Les suggestions de lectures de l'écrivain Mark Twain

Julien Helmlinger - 12.02.2014

Edition - International - Mark Twain - Suggestions de lectures - Littérature


Mark Twain soutenait qu'un classique était « quelque chose que tout le monde voudrait avoir lu mais que personne ne voulait lire ». En janvier 1887, il signait comme à son habitude de son vrai nom, S.L. Clemens, une lettre adressée au révérend Charles D. Crane, pasteur méthodiste dans le Maine. Par ce courrier, l'écrivain natif du Missouri listait à l'homme de foi quelques suggestions de lectures, et sans oublier ses classiques.

 

 

 Un avis éclairé (photo prise dans le labo de Tesla)
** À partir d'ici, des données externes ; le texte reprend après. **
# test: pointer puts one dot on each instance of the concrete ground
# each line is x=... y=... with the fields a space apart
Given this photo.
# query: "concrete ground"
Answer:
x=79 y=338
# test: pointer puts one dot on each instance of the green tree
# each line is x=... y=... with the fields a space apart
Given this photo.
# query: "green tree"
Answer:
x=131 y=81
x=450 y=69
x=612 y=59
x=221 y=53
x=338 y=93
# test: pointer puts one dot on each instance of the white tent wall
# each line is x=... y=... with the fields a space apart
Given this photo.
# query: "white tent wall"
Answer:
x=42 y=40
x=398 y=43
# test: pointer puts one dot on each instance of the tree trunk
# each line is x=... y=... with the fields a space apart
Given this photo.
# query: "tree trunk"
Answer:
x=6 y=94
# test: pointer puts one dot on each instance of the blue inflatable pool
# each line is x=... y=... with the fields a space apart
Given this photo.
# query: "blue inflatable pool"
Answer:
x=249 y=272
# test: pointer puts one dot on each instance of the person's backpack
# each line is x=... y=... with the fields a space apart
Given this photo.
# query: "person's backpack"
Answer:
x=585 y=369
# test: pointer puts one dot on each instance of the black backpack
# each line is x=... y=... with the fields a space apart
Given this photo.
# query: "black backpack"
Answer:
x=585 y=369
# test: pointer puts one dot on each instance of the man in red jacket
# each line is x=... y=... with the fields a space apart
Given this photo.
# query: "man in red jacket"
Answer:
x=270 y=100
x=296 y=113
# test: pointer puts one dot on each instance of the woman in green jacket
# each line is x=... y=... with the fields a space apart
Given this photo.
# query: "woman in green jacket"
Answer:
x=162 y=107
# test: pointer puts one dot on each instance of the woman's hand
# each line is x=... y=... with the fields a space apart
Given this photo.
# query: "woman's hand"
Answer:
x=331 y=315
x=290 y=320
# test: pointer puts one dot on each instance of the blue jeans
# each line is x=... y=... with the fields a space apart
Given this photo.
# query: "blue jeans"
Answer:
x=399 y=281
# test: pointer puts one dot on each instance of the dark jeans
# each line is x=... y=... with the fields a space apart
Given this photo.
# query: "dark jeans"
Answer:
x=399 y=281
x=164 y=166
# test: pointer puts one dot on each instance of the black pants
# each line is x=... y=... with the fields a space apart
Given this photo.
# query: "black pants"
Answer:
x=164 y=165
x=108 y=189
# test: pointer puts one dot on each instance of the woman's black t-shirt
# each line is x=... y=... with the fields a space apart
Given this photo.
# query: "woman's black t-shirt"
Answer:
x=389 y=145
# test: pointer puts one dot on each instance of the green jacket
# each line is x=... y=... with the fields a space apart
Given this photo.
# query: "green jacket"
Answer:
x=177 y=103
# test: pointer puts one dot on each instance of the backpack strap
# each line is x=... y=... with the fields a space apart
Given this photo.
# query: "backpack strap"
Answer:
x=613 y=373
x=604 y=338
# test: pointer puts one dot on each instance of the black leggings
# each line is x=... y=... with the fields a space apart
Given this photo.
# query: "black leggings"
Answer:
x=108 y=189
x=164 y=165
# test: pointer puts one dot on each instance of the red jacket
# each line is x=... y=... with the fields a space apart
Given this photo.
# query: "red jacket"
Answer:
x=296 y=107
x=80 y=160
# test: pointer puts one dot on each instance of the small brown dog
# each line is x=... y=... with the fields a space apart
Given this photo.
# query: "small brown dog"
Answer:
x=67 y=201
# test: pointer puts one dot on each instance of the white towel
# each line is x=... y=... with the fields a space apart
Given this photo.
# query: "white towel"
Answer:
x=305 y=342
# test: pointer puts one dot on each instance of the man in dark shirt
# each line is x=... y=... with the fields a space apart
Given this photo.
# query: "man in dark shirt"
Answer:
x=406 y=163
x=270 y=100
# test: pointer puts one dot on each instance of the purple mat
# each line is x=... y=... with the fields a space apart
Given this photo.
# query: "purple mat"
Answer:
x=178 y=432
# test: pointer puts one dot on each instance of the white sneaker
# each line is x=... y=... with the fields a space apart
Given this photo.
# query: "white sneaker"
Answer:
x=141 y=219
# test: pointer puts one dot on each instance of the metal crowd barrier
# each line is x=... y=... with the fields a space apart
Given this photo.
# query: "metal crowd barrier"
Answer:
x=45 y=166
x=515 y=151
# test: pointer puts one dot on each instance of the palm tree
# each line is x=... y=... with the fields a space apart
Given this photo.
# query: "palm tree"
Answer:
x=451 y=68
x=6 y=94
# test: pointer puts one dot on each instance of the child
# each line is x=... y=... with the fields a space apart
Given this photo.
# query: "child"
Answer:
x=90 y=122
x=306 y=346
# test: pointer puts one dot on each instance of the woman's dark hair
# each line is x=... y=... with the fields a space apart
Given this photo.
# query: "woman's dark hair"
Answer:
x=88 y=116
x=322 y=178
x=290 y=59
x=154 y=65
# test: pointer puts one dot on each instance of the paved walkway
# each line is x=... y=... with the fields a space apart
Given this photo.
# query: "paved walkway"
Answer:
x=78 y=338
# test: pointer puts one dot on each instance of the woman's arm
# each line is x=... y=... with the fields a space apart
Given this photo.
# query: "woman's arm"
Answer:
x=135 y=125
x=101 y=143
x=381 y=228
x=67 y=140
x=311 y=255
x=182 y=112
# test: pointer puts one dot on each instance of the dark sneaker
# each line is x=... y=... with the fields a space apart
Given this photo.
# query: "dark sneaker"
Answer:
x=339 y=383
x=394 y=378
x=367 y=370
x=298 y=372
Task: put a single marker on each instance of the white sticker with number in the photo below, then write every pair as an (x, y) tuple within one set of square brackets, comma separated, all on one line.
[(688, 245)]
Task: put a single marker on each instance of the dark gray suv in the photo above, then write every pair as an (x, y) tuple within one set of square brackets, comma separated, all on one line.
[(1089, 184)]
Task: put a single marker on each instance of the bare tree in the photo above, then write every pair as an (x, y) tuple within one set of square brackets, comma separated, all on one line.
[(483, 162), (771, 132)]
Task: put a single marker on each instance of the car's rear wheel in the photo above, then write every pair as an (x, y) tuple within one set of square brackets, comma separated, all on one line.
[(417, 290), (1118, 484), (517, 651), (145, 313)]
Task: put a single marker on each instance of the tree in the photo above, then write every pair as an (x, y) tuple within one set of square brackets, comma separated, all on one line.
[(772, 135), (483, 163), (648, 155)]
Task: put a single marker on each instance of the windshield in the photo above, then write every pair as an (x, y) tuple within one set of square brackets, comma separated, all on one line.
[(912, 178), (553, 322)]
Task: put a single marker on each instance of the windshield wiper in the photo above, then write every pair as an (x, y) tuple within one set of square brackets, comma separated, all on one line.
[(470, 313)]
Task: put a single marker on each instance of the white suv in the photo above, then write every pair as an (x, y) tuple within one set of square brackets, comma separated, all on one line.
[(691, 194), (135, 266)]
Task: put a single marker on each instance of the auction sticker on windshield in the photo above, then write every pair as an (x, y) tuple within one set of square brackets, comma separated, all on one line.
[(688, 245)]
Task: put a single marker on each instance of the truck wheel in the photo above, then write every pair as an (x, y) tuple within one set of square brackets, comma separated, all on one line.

CC by SA 2.0, par Recuerdos de Pandora

 

 

La missive (à parcourir en détail) de Mark Twain, visiblement écrite à la hâte, répondait à une précédente requête du révérend, en quête de prescription littéraire, mais cette dernière n'aurait pas été conservée. L'homme de lettres lui répondit en trois temps, lui dressant ses listes en fonction que les lectures se destinaient aux jeunes garçons, aux filles ou aux adultes.

 

A ces jeunes garçons, Mark Twain conseilla alors la lecture de Thomas Macaulay, de Plutarque, des Mémoires de Ulysses S. Grant, du Robinson Crusoé de Defoe, ou encore des Mille et une nuits, sans oublier Les voyages de Gulliver par Jonathan Swift.

 

Pour adapter la liste aux jeunes filles, Mark Twain suggéra simplement de remplacer Robinson Crusoé par l'oeuvre de Lord Tennyson, et de laisser le reste tel quel. Concernant les conseils de lectures destinées à un public adulte, comme les deux correspondants, l'Américain répondit partiellement en assurant qu'il compléterait sa sélection ultérieurement.

 

L'écrivain mentionna alors Shakespeare, Robert Browning, L'Histoire de la Révolution française par Thomas Carlyle, King Arthur par Sir Thomas Malory, Francis Parkman, à nouveau les Mille et une nuits, La vie de Samuel Johnson par Boswell, le Platon de Benjamin Jowett...

 

Sans oublier de lister B.B., un dernier titre qu'il aurait composé lui-même quelques années auparavant, « non pour publication mais juste pour moi-même ».